PubMed 24285110

Referenced in Channelpedia wiki pages of: none

Automatically associated channels: Kir6.1 , Kir6.2

Title: Cholesterol-enriched diet inhibits cardioprotection by ATP-sensitive K+ channel activators cromakalim and diazoxide.

Authors: Csaba Csonka, Krisztina Kupai, Péter Bencsik, Anikó Görbe, János Pálóczi, Agnes Zvara, László G Puskás, Tamás Csont, Péter Ferdinandy

Journal, date & volume: Am. J. Physiol. Heart Circ. Physiol., 2014 Feb , 306, H405-13

PubMed link:

It has been previously shown that hyperlipidemia interferes with cardioprotective mechanisms. Here, we investigated the interaction of hyperlipidemia with cardioprotection induced by pharmacological activators of ATP-sensitive K(+) (KATP) channels. Hearts isolated from rats fed a 2% cholesterol-enriched diet or normal diet for 8 wk were subjected to 30 min of global ischemia and 120 min of reperfusion in the presence or absence of KATP modulators.

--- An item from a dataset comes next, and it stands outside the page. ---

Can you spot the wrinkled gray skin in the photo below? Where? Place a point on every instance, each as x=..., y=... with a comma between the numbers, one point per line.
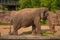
x=29, y=17
x=53, y=20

In normal diet-fed rats, either the nonselective KATP activator cromakalim at 10(-5) M or the selective mitochondrial (mito)KATP opener diazoxide at 3 × 10(-5) M significantly decreased infarct size compared with vehicle-treated control rats. Their cardioprotective effect was abolished by coadministration of the nonselective KATP blocker glibenclamide or the selective mitoKATP blocker 5-hydroxydecanoate, respectively. However, in cholesterol-fed rats, the cardioprotective effect of cromakalim or diazoxide was not observed. Therefore, we further investigated how cholesterol-enriched diet influences cardiac KATP channels. Cardiac expression of a KATP subunit gene (Kir6.1) was significantly downregulated in cholesterol-fed rats; however, protein levels of Kir6.1 and Kir6.2 were not changed. The cholesterol diet significantly decreased cardiac ATP, increased lactate content, and enhanced myocardial oxidative stress, as shown by increased cardiac superoxide and dityrosine formation. This is the first demonstration that cardioprotection by KATP channel activators is impaired in cholesterol-enriched diet-induced hyperlipidemia. The background mechanism may include hyperlipidemia-induced attenuation of mitoKATP function by altered energy metabolism and increased oxidative stress in the heart.